Maybe I am more laid back than most people, but I don't think it would be a huge issue to me. Afterall, animals, bugs and such are all out in the yard and have bodily waste. I wouldn't let the 9 month old crawl through a fresh puddle, but if it is a spot that the older child peed on 3 days ago, it's probably not a huge deal. However, I would encourage the child to go outside in only one area and not wherever he chooses.

This is definitely food for thought though when we start potty learning. I'd really like to teach my son indoors, and since it will most likely be winter when we start, that's probably what we'll do.


----------



## pumpkinhead (Sep 15, 2003)

Unless you have a bladder infection, urine is sterile. How is that disgusting?

I wouldn't mind...pooping in the yard, I wouldn't allow!









ETA If it's a concern, I agree that a designated pee area isn't a bad idea. He might enjoy having a bucket of water to pee in when he's outside, or something.


----------



## BusyMommy (Nov 20, 2001)

All the time.
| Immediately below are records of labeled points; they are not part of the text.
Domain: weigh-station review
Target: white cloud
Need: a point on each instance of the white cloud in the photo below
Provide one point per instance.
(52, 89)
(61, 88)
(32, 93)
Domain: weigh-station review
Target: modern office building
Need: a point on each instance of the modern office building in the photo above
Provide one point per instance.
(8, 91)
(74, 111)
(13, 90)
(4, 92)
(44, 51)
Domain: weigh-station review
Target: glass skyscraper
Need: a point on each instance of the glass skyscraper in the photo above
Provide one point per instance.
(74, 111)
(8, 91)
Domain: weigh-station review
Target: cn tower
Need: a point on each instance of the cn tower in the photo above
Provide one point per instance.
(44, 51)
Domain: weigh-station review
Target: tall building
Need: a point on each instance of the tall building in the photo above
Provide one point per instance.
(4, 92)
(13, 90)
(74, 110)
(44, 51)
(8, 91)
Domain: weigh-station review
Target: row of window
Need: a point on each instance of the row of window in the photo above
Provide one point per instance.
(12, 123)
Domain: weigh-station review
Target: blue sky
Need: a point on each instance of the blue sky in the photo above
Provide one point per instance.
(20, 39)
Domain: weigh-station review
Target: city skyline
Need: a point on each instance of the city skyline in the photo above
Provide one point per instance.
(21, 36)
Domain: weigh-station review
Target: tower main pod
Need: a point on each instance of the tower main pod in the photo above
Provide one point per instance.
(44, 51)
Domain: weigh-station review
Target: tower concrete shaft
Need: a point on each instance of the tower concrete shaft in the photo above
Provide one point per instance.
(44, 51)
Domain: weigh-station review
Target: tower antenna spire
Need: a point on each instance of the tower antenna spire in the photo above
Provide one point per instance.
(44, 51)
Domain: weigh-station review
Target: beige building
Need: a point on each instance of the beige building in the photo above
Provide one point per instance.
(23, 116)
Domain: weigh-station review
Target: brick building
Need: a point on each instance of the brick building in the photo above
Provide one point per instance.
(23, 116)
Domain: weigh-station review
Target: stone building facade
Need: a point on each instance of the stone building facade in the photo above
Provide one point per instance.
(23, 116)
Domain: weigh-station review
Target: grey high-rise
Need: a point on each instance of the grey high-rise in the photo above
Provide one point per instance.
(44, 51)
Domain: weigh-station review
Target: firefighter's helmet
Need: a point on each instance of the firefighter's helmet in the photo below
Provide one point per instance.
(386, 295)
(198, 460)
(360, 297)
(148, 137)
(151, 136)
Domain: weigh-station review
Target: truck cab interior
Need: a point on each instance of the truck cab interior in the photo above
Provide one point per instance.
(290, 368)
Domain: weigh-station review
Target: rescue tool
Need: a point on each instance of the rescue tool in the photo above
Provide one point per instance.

First thing after they wake up, they run outside and pee off the deck.

But...they're both walking







and I water & mow pretty regularly.

Do you have a front & back yard? If not, the designated "pee zone" might be a good idea


----------



## Dragonfly (Nov 27, 2001)

I read the subject line and thought, "Uh-oh, were the neighbors looking in my yard this morning?" Ds went running out in his butt naked glory and let loose in the grass.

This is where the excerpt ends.